Dans un article écrit par Nicolas Marquis sur le « développement personnel » dont les TCC ne sont qu’une version médicalisée puis vulgarisée pour usage par support informatisé, nous lisons :
« Le réinvestissement de l’action sur soi montre non pas un désintérêt pour la chose publique, mais bien la place grandissante de la croyance, liée à un sentiment d’impuissance collective, selon laquelle, si on veut efficacement changer les choses, c’est avec ses mains et son cerveau qu’il faut agir sur ce qui est à notre portée ( donc au premier chef nous-mêmes ) et, de préférence, en dehors du système. (3)
Il s’agit de ces nouvelles méthodes Coué qui sont souvent animées par des thérapeutes attentifs et modestes ; elles sont un éloge de l’individu massifié et standardisé. Nous devons les séparer d’avec les méthodes qui nient de fait l’intérêt vital de la présence physique d’un thérapeute au risque de transformer les consultants en robots caricaturaux (moins efficaces au jeu d’échecs comme au jeu de go que les ordinateurs).

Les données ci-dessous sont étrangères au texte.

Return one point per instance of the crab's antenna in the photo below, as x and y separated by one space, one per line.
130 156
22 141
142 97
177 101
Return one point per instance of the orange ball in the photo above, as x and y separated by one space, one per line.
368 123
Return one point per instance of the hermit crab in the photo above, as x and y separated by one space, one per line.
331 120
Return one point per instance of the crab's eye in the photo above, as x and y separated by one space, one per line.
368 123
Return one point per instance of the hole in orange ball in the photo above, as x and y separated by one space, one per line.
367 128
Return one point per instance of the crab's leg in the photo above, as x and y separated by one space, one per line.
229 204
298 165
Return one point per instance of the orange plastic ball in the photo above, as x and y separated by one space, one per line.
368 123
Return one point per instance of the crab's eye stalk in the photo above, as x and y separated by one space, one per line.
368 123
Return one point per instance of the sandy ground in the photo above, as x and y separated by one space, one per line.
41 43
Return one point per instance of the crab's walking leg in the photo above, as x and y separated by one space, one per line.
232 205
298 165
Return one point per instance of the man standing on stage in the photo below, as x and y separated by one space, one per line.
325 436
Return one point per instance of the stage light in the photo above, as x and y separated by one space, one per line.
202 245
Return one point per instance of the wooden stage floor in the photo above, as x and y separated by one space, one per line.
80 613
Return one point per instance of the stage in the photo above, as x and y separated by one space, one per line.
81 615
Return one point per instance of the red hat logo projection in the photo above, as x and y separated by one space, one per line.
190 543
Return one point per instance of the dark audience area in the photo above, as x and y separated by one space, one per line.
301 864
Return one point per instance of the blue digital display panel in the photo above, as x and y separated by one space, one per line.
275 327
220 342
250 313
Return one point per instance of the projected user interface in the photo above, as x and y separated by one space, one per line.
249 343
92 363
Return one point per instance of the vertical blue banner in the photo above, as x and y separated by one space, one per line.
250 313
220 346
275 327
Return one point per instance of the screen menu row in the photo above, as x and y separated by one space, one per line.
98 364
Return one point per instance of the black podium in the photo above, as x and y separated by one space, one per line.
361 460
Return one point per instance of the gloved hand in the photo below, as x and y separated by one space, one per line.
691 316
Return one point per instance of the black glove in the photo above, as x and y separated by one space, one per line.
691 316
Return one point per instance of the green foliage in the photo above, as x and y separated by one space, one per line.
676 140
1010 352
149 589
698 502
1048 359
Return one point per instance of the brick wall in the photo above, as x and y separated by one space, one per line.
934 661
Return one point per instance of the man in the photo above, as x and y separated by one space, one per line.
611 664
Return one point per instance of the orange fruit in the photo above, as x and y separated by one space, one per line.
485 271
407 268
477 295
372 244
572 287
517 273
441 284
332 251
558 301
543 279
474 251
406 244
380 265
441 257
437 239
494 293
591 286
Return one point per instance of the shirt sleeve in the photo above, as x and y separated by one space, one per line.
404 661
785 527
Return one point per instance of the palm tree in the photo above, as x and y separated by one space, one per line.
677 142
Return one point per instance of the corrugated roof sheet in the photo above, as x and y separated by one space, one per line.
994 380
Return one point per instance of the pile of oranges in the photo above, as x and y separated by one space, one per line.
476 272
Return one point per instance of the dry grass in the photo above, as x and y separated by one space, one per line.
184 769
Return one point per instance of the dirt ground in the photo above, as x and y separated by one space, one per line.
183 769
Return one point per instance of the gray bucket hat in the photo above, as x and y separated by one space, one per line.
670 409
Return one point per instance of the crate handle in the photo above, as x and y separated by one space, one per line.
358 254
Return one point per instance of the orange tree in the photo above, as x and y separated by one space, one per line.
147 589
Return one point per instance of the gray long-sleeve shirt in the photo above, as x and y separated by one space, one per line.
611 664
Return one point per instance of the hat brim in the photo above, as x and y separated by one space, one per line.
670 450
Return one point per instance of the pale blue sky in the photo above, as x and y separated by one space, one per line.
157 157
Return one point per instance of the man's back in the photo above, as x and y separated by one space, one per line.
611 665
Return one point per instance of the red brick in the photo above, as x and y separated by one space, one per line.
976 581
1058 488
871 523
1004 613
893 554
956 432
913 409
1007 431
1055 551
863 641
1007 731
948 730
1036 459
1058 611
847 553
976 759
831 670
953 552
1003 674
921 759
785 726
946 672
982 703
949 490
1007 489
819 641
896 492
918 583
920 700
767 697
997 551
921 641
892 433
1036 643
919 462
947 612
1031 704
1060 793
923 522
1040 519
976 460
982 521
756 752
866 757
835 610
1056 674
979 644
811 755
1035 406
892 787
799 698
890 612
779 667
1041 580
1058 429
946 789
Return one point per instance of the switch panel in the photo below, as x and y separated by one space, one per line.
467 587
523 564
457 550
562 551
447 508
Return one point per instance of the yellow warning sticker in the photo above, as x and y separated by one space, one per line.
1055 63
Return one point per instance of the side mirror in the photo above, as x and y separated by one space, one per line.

Les psychologisations simplistes de la vie quotidienne qui fourmillent ne sont pas toujours nocives. Mais leur volonté de conquête de marchés, par élimination de toutes les concurrences, les rend à terme toutes néfastes. D’autant plus qu’elles concourent à entretenir une indifférence aux questions sociales, aux mobilisations collectives. A l’opposé, un renouveau de la clinique psychiatrique ne saurait que s’appuyer sur les travaux de la psychothérapie institutionnelle et de la psychanalyse, dans la perspective d’une pensée nouvelle de l’émancipation sociale collective.
- Miguel Benasayag, « cerveau augmenté, homme diminué », La découverte, 2016.
- Voir le site de l’association Stop DSM.
(3) Nicolas Marquis, 9–8–2017; Mediapart, « Les impasses du développement personnel ».